I was essentially ‘voluntold.’ I had the great experience that the firms I worked at previously were very supportive of their attorneys getting involved with the bar association. One of the attorneys at a prior firm, Elva Harding, a past CCCBA president, was very involved in the Women’s Section board at the time and told me I was going to a meeting with her. The partners at my firm were very supportive.

I joined the Women’s Section board, and it was just a wonderful experience. It was great to get to know and work with so many other attorneys in the area. When you are on a board you are planning events together, so you get to see how people work, and it has led to great referrals between us because we know each other’s work ethic. I served on the Women’s Section board for a few years and worked my way up to co-President. Many of these attorneys I’m still great friends with today, and we love referring clients to each other.

Then Steve Steinberg, another past president, asked me to consider joining the big board. I told Steve that I wasn’t sure if it made sense for me to apply for the board because I didn’t know much about what the BOD or what the bar association as a whole did, other than the Women’s Section and bar social events. Steve pointed out that there are many things the BOD does, and I brought a unique view based on my transactional business work. This caused me to ask who is the bar association for? It appears that the focus is on attorneys who are involved in litigation, but there are a lot of attorneys out there that don’t do litigation at all. Can we offer them programs to help their practice? Steve encouraged me to apply, and I did. It’s now my seventh year on the BOD and it’s been a great ride.

What have you done during your time on the BOD?

I am a very social person; the non-adversarial part of me wants to talk to everyone, get to know everyone. So, the first few years I was involved in committees that planned events such as the Bar Fund Benefit. I also did a lot of work with Food From the Bar in support of the Food Bank of Contra Costa & Solano. I also spent a lot of time on the Governance Committee, which I still serve on. This was second nature to me because of my transactional background. The largest involvement I’ve had was in the overhaul of the website, which came from my participation on the Communications Committee. The website project took almost two years, and it was a lot of work. We now have a great site to show for it.

What are your plans looking forward to 2022?

I’m really pleased with a lot of things the CCCBA has done recently with respect to reaching out to non-litigation attorneys. CCCBA PRO is one of those things – spearheaded by David Pearson, James Wu and Mika Domingo. I’m extremely proud that it gives attorneys and other professionals a chance to network with each other, learn about each other’s professional practices, law related or not. As a transactional attorney a lot of my dealings are with non-attorneys—bankers, accountants, financial advisors. I like that we now have this program to introduce our attorneys to other professionals.

In this hopefully post-Covid world, we have learned a lot from the virtual events we have offered over the past year and a half. We can expand our base, getting people coming to events that otherwise wouldn’t have, we can reach other members. Now we need to look at how we incorporate what we’ve learned while also getting back in person for our members who prefer that format as well.
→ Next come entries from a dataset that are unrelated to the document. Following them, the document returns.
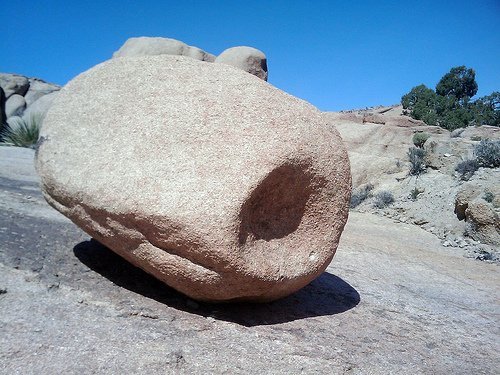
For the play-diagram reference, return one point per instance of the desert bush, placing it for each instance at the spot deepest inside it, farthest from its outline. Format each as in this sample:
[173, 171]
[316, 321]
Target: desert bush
[487, 153]
[467, 168]
[417, 161]
[360, 194]
[383, 199]
[420, 138]
[415, 192]
[22, 132]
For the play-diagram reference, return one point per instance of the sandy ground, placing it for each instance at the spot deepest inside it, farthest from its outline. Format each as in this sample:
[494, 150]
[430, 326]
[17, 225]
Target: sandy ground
[393, 301]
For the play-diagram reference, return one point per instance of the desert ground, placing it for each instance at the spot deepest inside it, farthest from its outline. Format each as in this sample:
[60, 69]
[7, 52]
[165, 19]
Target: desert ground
[393, 301]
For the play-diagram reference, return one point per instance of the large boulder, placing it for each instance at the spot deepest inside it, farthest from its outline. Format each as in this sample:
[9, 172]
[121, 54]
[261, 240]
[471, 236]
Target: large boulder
[150, 46]
[15, 105]
[483, 223]
[215, 182]
[14, 84]
[249, 59]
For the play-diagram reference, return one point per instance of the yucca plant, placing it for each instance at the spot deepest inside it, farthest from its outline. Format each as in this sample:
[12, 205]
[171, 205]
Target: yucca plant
[22, 132]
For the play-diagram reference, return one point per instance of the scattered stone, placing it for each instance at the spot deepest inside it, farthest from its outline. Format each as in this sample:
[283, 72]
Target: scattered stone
[150, 46]
[483, 223]
[15, 105]
[236, 193]
[249, 59]
[14, 84]
[41, 106]
[39, 89]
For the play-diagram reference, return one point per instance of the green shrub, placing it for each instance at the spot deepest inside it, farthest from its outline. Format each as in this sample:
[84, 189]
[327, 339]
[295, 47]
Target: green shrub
[383, 199]
[488, 196]
[420, 138]
[417, 161]
[450, 106]
[487, 153]
[457, 133]
[467, 168]
[22, 133]
[360, 194]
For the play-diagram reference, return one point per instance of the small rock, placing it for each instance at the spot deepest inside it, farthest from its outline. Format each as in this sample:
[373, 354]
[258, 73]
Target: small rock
[249, 59]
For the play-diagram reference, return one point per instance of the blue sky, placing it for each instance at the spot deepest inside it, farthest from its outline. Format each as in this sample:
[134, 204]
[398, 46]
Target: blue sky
[334, 54]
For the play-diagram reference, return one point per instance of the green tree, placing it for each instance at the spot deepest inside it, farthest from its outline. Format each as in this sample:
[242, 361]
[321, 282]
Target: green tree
[486, 110]
[420, 103]
[460, 82]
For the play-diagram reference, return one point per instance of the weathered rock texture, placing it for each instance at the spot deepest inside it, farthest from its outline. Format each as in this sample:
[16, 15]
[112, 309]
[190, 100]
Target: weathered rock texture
[212, 180]
[149, 46]
[249, 59]
[24, 96]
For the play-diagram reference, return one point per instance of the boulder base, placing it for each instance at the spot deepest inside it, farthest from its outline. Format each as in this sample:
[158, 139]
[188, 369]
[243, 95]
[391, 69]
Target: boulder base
[210, 179]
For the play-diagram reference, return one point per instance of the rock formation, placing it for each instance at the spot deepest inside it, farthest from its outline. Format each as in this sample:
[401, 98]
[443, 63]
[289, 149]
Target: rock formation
[150, 46]
[25, 96]
[215, 182]
[248, 59]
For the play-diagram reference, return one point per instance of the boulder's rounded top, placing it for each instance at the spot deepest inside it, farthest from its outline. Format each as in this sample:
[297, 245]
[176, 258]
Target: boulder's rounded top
[149, 46]
[246, 58]
[211, 179]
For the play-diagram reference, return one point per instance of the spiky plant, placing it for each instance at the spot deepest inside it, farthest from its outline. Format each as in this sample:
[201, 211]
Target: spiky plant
[22, 132]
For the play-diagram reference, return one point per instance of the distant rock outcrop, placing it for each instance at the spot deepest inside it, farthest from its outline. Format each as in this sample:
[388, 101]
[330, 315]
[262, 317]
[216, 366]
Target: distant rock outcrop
[22, 96]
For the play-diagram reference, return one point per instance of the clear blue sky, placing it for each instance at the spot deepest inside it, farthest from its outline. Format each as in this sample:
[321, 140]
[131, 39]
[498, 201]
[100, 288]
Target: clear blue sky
[334, 54]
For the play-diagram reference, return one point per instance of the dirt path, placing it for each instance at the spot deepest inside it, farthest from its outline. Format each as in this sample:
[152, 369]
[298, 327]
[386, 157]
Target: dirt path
[392, 301]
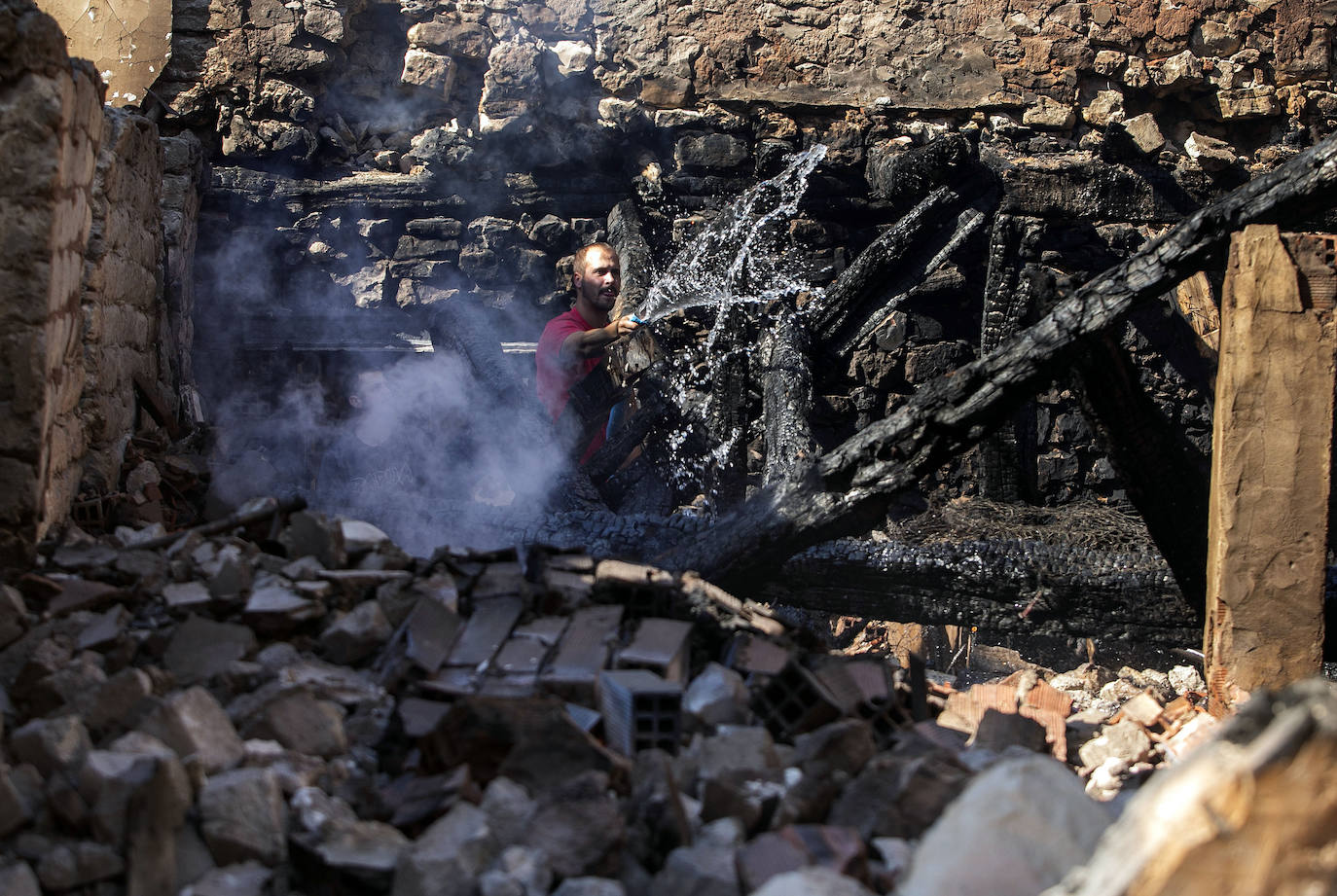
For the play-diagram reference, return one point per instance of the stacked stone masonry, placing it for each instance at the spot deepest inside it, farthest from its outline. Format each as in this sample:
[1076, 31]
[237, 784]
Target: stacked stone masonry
[395, 157]
[480, 142]
[51, 120]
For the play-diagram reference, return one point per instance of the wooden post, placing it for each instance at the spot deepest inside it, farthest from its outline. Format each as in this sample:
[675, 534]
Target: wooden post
[1270, 464]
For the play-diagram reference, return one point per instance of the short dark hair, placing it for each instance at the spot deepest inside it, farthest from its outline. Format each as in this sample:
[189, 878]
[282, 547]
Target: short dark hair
[578, 260]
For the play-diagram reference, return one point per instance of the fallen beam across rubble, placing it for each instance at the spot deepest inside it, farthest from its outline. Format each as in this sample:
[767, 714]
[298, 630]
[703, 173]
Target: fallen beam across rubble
[851, 484]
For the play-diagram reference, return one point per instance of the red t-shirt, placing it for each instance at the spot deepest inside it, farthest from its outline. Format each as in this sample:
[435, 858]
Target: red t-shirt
[554, 377]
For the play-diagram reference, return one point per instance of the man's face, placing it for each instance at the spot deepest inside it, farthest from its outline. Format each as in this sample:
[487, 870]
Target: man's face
[600, 279]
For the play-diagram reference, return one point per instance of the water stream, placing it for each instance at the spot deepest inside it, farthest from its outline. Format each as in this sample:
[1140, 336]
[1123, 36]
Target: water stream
[740, 258]
[725, 278]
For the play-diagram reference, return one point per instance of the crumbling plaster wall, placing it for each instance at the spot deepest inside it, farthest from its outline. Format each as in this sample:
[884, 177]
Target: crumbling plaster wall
[51, 127]
[82, 264]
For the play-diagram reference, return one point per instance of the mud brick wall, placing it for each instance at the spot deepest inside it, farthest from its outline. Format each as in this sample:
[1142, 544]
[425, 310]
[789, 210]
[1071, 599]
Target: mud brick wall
[122, 289]
[51, 125]
[86, 313]
[375, 158]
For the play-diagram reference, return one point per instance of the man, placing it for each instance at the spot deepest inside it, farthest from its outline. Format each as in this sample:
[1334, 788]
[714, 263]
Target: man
[572, 343]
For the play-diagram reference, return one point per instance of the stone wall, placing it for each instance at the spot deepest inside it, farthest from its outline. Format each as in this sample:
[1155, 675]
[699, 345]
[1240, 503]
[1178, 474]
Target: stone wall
[375, 160]
[50, 130]
[85, 328]
[124, 290]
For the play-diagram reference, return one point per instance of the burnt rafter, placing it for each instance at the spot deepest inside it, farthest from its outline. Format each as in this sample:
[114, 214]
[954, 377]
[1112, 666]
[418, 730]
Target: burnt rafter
[854, 481]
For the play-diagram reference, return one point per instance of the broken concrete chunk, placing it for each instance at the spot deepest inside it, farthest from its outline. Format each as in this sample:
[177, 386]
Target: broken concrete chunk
[843, 746]
[14, 618]
[704, 870]
[200, 649]
[68, 866]
[357, 634]
[717, 697]
[1026, 814]
[485, 631]
[418, 717]
[15, 809]
[303, 724]
[51, 743]
[812, 881]
[18, 880]
[192, 722]
[1211, 153]
[243, 817]
[277, 607]
[518, 871]
[365, 850]
[582, 653]
[447, 859]
[186, 595]
[79, 594]
[361, 536]
[900, 796]
[246, 878]
[104, 628]
[765, 856]
[1144, 132]
[310, 534]
[1127, 741]
[590, 887]
[579, 825]
[510, 809]
[1186, 678]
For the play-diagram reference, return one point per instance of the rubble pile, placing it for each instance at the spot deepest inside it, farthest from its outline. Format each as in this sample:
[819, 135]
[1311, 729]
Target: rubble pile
[299, 706]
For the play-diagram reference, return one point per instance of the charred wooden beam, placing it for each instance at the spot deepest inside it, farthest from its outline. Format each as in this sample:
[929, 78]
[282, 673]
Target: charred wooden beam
[1165, 475]
[900, 177]
[1005, 455]
[1001, 585]
[948, 238]
[653, 412]
[726, 413]
[628, 232]
[787, 402]
[850, 484]
[865, 279]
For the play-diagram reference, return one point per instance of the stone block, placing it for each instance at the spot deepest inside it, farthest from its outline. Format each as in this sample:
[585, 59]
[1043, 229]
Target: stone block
[15, 809]
[192, 722]
[1144, 132]
[448, 857]
[200, 649]
[356, 634]
[428, 70]
[18, 880]
[1125, 741]
[703, 870]
[579, 825]
[590, 887]
[1209, 153]
[717, 696]
[242, 817]
[53, 743]
[812, 881]
[711, 152]
[78, 864]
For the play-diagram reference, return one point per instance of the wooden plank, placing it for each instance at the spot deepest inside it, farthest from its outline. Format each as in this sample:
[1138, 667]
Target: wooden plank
[1270, 467]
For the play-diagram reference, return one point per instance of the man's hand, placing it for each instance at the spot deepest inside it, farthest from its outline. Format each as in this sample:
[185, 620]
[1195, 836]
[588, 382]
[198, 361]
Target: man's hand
[593, 342]
[623, 325]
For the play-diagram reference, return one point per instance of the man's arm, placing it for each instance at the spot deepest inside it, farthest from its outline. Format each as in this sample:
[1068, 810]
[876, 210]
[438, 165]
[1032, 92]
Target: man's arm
[589, 343]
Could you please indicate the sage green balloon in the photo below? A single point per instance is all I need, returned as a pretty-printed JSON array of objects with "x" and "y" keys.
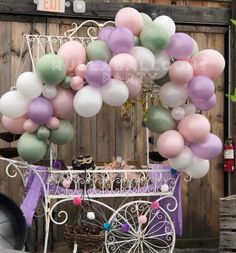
[
  {"x": 146, "y": 19},
  {"x": 154, "y": 37},
  {"x": 98, "y": 50},
  {"x": 43, "y": 133},
  {"x": 66, "y": 82},
  {"x": 158, "y": 119},
  {"x": 63, "y": 134},
  {"x": 51, "y": 69},
  {"x": 30, "y": 148}
]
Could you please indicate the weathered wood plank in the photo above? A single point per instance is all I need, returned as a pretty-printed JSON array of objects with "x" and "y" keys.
[{"x": 106, "y": 11}]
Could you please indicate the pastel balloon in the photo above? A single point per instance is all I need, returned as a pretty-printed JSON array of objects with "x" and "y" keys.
[
  {"x": 178, "y": 113},
  {"x": 53, "y": 123},
  {"x": 146, "y": 19},
  {"x": 30, "y": 148},
  {"x": 167, "y": 22},
  {"x": 206, "y": 105},
  {"x": 88, "y": 101},
  {"x": 80, "y": 70},
  {"x": 134, "y": 85},
  {"x": 14, "y": 126},
  {"x": 180, "y": 46},
  {"x": 63, "y": 103},
  {"x": 29, "y": 85},
  {"x": 208, "y": 63},
  {"x": 40, "y": 110},
  {"x": 123, "y": 66},
  {"x": 98, "y": 73},
  {"x": 73, "y": 53},
  {"x": 194, "y": 127},
  {"x": 30, "y": 126},
  {"x": 99, "y": 50},
  {"x": 121, "y": 40},
  {"x": 162, "y": 65},
  {"x": 198, "y": 168},
  {"x": 76, "y": 83},
  {"x": 49, "y": 91},
  {"x": 105, "y": 33},
  {"x": 200, "y": 88},
  {"x": 189, "y": 108},
  {"x": 13, "y": 104},
  {"x": 155, "y": 37},
  {"x": 63, "y": 134},
  {"x": 209, "y": 148},
  {"x": 51, "y": 69},
  {"x": 158, "y": 119},
  {"x": 172, "y": 95},
  {"x": 145, "y": 59},
  {"x": 130, "y": 18},
  {"x": 181, "y": 72},
  {"x": 170, "y": 144},
  {"x": 182, "y": 160},
  {"x": 115, "y": 93},
  {"x": 43, "y": 133}
]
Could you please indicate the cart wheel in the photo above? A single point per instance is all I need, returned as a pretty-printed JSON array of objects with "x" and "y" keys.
[{"x": 137, "y": 227}]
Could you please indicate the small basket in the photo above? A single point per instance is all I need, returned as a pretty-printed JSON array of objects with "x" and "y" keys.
[{"x": 87, "y": 242}]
The pandemic has also meant that we as professionals have realized that people have lives. What I mean by that is that we are now attending meetings virtually where our cat might walk across the screen, or your dog could walk up and want to be petted or your children’s heads would bobble in and out, and I think that is fantastic. It makes people realize that we are all human beings, not just lawyers. I’m really hoping for next year that we as a bar association continue to remember and acknowledge that. We have had recent events like the Bar Baby Halloween parade, and before the pandemic the Women’s section put on a Family Fun Day. I’m hoping events like that will help us to continue to normalize parenting as an attorney. This is near and dear to me as someone with young kids as I run my own practice.